Zuletzt hat die gegen Technologie- bzw. Internet-Unternehmen gerichtete Regulierungskampagne der chinesischen Behörden für Druck gesorgt. Chinesische Aktien sind mittlerweile, wenn auch noch nicht vollständig, in die MSCI-Indizes aufgenommen worden, und auf die von der Kampagne betroffenen Werte entfallen laut J.P. Morgan 15% der Marktkapitalisierung. Allerdings ist dies nicht nur auf Indexebene relevant. Die Kampagne trübt die Stimmung für die Schwellenländer im Allgemeinen. Zudem trägt sie neben anderen Faktoren wie der Delta-Variante zu einer geringeren Risikoneigung der Investoren bei, was ebenfalls zulasten der Emerging Markets geht. Nicht zuletzt hemmt die Unsicherheit über das Timing der geldpolitischen Wende in den USA. In der Regel bedeutet ein Schwenk der Fed hin zu einer restriktiveren Linie über steigende Zinsen und Dollar-Kurse eine Belastung für die Schwellenländer bzw. geht zulasten ihrer Kapitalzuflüsse.

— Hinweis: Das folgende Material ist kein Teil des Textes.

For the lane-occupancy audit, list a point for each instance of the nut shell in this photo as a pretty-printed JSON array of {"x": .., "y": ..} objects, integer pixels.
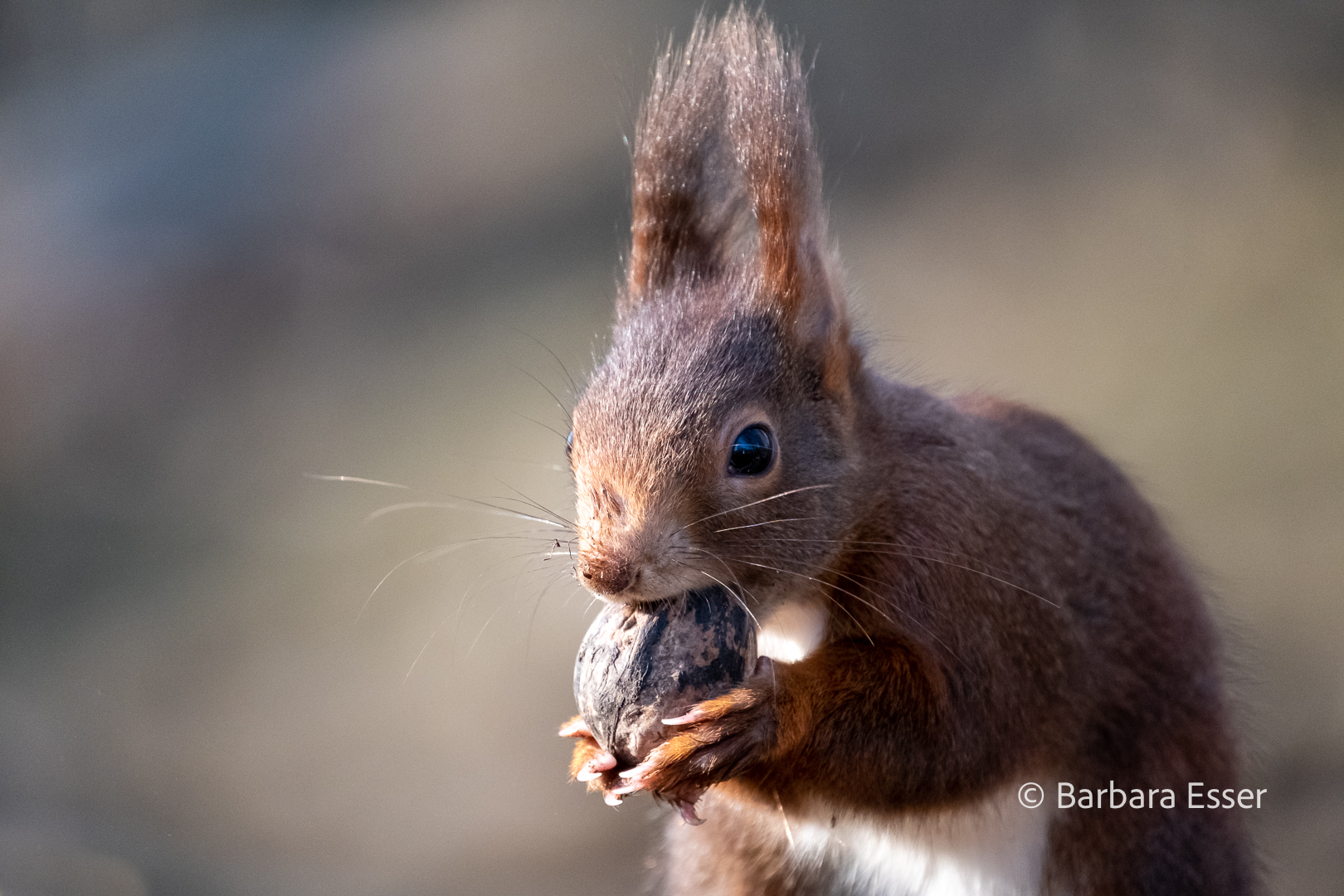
[{"x": 641, "y": 664}]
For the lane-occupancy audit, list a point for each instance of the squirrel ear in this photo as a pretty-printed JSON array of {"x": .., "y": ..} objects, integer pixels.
[
  {"x": 772, "y": 134},
  {"x": 684, "y": 199}
]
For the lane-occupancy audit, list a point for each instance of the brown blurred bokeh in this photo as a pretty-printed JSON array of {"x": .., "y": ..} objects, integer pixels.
[{"x": 242, "y": 242}]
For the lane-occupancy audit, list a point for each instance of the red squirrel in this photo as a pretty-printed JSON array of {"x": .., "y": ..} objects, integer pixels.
[{"x": 955, "y": 597}]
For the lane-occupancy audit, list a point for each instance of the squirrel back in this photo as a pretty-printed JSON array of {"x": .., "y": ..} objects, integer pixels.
[{"x": 958, "y": 596}]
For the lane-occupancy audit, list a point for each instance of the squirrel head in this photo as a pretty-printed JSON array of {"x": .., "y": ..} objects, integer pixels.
[{"x": 715, "y": 441}]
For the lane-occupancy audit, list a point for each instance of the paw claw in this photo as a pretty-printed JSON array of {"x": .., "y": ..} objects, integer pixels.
[
  {"x": 596, "y": 766},
  {"x": 576, "y": 728},
  {"x": 691, "y": 718}
]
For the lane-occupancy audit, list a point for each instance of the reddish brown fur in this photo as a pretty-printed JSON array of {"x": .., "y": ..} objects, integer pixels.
[{"x": 1001, "y": 602}]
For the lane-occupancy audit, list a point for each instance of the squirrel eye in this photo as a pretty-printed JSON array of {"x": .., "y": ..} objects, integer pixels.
[{"x": 752, "y": 451}]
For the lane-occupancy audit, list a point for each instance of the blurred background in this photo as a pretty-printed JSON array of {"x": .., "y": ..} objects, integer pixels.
[{"x": 244, "y": 241}]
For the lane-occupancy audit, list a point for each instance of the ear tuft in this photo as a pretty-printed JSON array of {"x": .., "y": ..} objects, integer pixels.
[
  {"x": 726, "y": 127},
  {"x": 684, "y": 193}
]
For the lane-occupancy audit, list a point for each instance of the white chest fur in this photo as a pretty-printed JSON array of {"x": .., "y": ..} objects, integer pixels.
[
  {"x": 992, "y": 848},
  {"x": 791, "y": 631},
  {"x": 995, "y": 846}
]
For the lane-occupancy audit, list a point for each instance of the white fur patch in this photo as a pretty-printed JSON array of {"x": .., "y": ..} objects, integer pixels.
[
  {"x": 791, "y": 631},
  {"x": 992, "y": 848}
]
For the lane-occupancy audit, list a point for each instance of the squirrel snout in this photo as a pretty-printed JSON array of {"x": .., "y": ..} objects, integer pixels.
[{"x": 606, "y": 575}]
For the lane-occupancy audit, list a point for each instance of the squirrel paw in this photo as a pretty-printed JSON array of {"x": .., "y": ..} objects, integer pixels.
[
  {"x": 718, "y": 740},
  {"x": 590, "y": 762}
]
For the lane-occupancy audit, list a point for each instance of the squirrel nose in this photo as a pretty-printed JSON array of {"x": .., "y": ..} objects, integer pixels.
[{"x": 606, "y": 575}]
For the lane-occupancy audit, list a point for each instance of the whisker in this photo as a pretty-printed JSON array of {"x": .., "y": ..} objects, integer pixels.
[
  {"x": 817, "y": 587},
  {"x": 355, "y": 479},
  {"x": 743, "y": 507},
  {"x": 531, "y": 503},
  {"x": 563, "y": 436},
  {"x": 916, "y": 557},
  {"x": 791, "y": 519},
  {"x": 893, "y": 605},
  {"x": 548, "y": 349},
  {"x": 735, "y": 597}
]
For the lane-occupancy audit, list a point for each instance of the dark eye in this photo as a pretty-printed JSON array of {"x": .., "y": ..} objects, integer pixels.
[{"x": 752, "y": 451}]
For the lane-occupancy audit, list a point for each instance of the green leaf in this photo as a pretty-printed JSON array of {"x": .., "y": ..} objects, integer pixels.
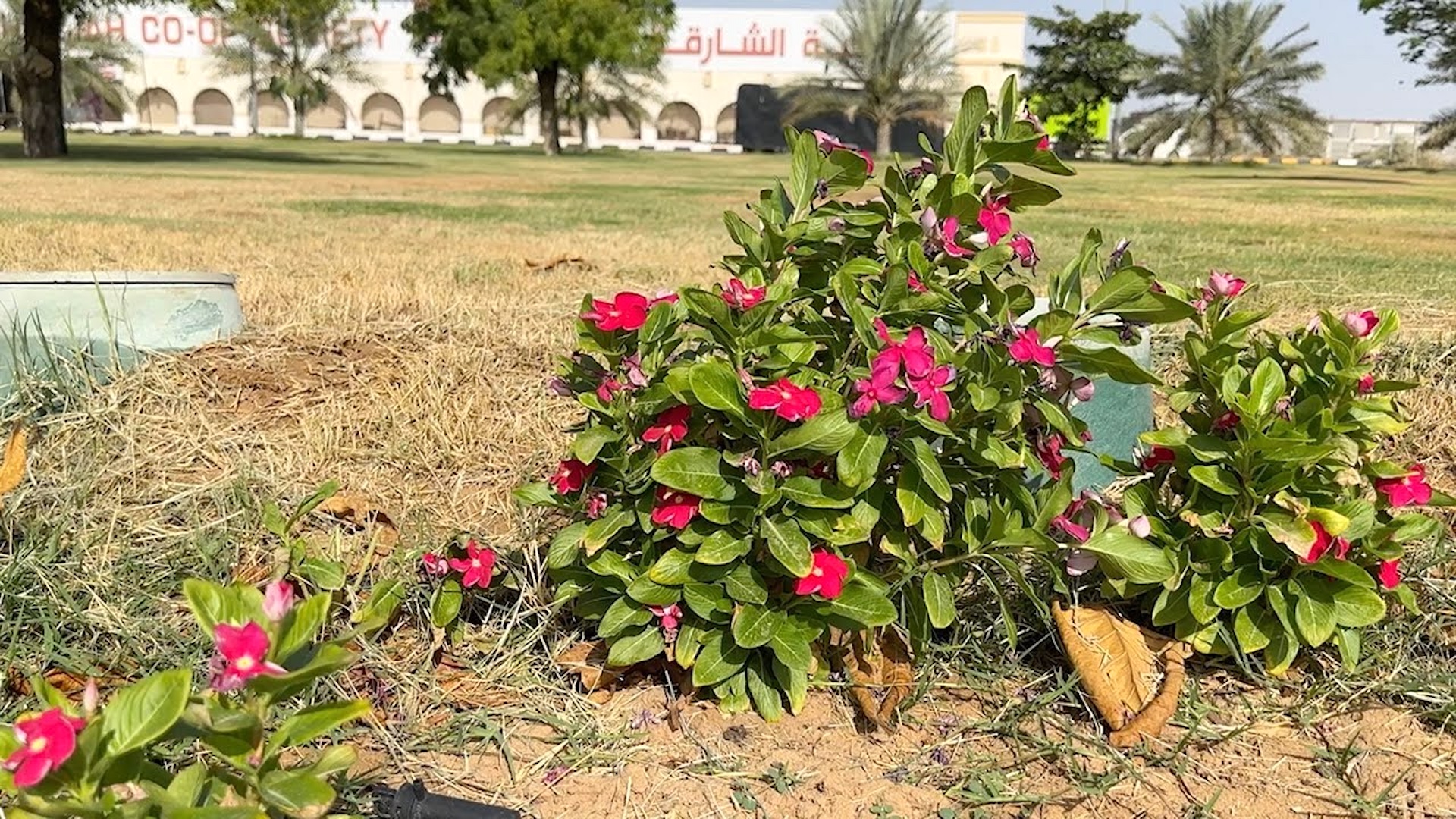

Die Schwellenländeraktienmärkte werden die Geduld der Investoren wohl noch eine Zeit lang weiter strapazieren. Für ein Ende der Underperformance spricht im Prinzip die bevorstehende Schließung des Impfrückstandes auf die entwickelten Volkswirtschaften. Damit verbes­sern sich die Wachstumsaussichten, ­während die Vereinigten Staaten ihr Wachstumshoch überschritten haben. Der Wachstumsvorsprung der Schwellenländer könnte sich in der Folge also wieder ausweiten. Zudem hat die Regulierungskampagne die betroffenen Werte bereits sehr stark gedrückt und ist somit bereits ein Stück weit eingepreist. Ferner hat die chinesische Notenbank mit der jüngsten Mindestreservesenkung den Versuch begonnen, negativen Effekten ihrer Bremsmaßnahmen gegenzusteuern.

Erhebliche Unsicherheiten

Es gibt jedoch erhebliche Unsicherheiten, die bis auf weiteres hemmend wirken dürften. Noch ist unklar, wie lange die Regulierungskampagne anhält und auf der Stimmung lasten wird. Das Gleiche gilt für die Dauer und das Ausmaß der Wachstumsverlangsamung in China. Die Pandemie bleibt trotz der Impffortschritte ebenfalls ein Unsicherheitsfaktor. Unter anderem im möglichen Auftreten neuer Virusvarianten, gegen die Impfstoffe nicht wirken, besteht ein Risiko für die globale wirtschaftliche Erholung. Nicht zuletzt werden die Marktteilnehmer mehr Klarheit über den Fahrplan für die geldpolitische Wende der USA abwarten, um deren potenzielle Konsequenzen für die Emerging Markets einschätzen zu können.